SQL Egress is an experimental feature.
Pachyderm already implements egress to object storage as an optional egress field in the pipeline specification. Similarly, our SQL egress lets you seamlessly export data from a Pachyderm-powered pipeline output repo to an SQL database.
Specifically, we help you connect to a remote database and push the content of CSV files to interface tables, matching their column names and casting their content into their respective SQL datatype.
Interface tables are intermediate tables used for staging the data being egressed from Pachyderm to your data warehouse. They are the tables your SQL Egress pipeline inserts its data into and should be dedicated tables. The content of your interface tables matches the content of the latest output commit of your pipeline.
Best Practice.
A new output commit will trigger a delete of all data in the interface tables before inserting more recent values. As a best practice, we strongly recommend to create a separate database for Pachyderm Egress.
As of today, we support the following drivers:
- postgres and postgresql : connect to Postgresql (or compatible databases such as Redshift).
- mysql : connect to MySQL (or compatible databases such as MariaDB).
- snowflake : connect to Snowflake.
Use SQL Egress #
To egress data from the output commit of a pipeline to an SQL database, you will need to:
On your cluster
Create a secret containing your database password.
In the Specification file of your egress pipeline
Reference your secret by providing its name, provide the connection string to the database and choose the format of the files (CSV for now - we are planning on adding JSON soon) containing the data to insert.
In your user code
Write your data into CSV files placed in root directories named after the table you want to insert them into. You can have multiple directories.
1. Create a Secret #
Create a secret containing your database password in the field PACHYDERM_SQL_PASSWORD
. This secret is identical to the database secret of Pachyderm SQL Ingest. Refer to the SQL Ingest page for instructions on how to create your secret.

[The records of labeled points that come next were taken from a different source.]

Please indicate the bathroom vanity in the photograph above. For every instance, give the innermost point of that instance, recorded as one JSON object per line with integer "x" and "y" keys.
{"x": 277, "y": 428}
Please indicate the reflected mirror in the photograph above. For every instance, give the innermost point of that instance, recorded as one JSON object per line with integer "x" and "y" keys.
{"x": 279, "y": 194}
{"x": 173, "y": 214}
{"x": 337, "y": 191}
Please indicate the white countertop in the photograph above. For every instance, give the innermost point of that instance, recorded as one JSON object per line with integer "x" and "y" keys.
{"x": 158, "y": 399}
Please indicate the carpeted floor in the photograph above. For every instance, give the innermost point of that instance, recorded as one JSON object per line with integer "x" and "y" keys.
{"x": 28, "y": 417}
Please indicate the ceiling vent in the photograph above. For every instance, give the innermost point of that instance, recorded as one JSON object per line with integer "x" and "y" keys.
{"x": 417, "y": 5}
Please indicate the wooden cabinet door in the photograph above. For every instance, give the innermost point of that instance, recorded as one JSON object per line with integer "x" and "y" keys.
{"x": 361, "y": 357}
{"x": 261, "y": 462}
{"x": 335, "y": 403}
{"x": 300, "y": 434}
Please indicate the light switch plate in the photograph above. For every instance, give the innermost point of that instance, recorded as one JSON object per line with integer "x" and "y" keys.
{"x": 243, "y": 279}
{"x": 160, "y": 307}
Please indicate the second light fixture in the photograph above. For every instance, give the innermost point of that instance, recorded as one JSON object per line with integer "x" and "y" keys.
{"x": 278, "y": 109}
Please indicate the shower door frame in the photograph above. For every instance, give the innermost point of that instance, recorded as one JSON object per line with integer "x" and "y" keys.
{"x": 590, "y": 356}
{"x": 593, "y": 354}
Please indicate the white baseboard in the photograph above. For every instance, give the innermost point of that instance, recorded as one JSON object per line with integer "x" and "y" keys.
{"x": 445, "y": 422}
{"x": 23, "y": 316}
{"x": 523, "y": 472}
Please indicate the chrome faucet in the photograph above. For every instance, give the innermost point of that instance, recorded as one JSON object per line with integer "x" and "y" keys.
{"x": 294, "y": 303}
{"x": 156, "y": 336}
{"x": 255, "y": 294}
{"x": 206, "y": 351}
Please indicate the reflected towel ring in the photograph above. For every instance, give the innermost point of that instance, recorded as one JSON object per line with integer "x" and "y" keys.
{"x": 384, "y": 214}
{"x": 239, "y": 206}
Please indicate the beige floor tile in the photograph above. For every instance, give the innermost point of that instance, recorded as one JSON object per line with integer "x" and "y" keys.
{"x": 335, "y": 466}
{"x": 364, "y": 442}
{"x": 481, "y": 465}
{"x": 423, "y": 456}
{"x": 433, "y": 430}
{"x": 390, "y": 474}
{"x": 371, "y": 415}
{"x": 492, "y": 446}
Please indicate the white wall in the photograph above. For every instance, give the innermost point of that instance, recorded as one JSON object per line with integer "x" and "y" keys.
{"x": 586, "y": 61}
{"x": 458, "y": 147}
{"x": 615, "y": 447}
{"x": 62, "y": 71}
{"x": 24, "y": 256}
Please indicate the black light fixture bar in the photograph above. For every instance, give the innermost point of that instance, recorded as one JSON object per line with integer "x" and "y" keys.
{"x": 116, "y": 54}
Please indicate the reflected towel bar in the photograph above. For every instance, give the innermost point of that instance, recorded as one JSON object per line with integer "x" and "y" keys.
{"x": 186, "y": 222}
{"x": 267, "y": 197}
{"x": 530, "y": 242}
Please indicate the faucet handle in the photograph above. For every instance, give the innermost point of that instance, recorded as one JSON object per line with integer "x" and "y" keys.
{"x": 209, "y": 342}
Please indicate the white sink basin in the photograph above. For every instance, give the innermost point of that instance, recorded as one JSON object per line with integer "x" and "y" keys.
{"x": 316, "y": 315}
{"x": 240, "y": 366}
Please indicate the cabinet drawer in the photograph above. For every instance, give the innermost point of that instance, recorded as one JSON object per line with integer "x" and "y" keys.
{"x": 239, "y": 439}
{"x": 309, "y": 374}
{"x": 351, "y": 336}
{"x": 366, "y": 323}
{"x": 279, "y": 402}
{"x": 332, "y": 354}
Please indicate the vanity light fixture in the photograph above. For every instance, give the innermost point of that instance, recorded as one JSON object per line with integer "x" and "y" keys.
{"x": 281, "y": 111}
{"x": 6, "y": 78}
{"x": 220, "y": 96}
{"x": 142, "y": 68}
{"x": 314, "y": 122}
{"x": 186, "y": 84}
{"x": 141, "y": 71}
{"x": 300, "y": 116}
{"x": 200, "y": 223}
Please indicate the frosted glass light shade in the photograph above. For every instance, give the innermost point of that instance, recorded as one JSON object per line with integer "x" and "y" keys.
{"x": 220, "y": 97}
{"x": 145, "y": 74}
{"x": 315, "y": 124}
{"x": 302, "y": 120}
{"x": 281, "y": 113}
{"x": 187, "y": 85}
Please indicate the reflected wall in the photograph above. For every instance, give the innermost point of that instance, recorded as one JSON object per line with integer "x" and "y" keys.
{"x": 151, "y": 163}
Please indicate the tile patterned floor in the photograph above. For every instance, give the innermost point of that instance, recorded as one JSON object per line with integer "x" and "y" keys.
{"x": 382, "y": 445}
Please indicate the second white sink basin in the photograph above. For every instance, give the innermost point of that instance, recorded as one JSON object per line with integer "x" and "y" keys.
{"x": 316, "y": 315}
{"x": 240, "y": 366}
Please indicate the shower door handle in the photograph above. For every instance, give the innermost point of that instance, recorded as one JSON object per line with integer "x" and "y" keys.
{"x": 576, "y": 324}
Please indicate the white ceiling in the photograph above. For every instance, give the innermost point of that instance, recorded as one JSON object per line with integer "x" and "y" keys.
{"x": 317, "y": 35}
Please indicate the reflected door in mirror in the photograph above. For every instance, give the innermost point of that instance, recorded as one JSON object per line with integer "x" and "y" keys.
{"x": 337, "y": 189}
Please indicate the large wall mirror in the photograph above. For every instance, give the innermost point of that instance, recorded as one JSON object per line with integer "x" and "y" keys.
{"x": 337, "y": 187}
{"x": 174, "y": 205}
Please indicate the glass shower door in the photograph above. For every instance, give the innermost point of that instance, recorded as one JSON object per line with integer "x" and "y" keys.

2. Update your Pipeline Spec #
Append an egress section to your pipeline specification file, then fill in:
the
url
: the connection string to your database.the
file_format
type: CSV for now.the
name
: the Kubernetes secret name.the
columns
: Optional array for egress of CSV files with headers only. The order of the columns in this array must match the order of the schema columns; however, the CSV columns can be any order. So if the array is [“foo”, “bar”] and the CSV file is:bar,foo 1,"string" 2,"text!"
The following table will be written to the database:
foo | bar =============== string | 1 text! | 2
Example #
{
"pipeline": {
"name": "egress"
},
"input": {
"pfs": {
"repo": "input_repo",
"glob": "/",
"name": "in"
}
},
"transform": {
...
},
"egress": {
"sql_database": {
"url": "snowflake://pachyderm@WHMUWUD-CJ80657/PACH_DB/PUBLIC?warehouse=COMPUTE_WH",
"file_format": {
"type": "CSV",
"columns": ["foo", "bar"]
},
"secret": {
"name": "snowflakesecret",
"key": "PACHYDERM_SQL_PASSWORD"
}
}
}
}
3. In your User Code, Write Your Data to Directories Named After Each Table #
The user code of your pipeline determines what data should be egressed and to which tables. Data (in the form of CSV files) that the pipeline writes to the output repo is interpreted as tables corresponding to directories.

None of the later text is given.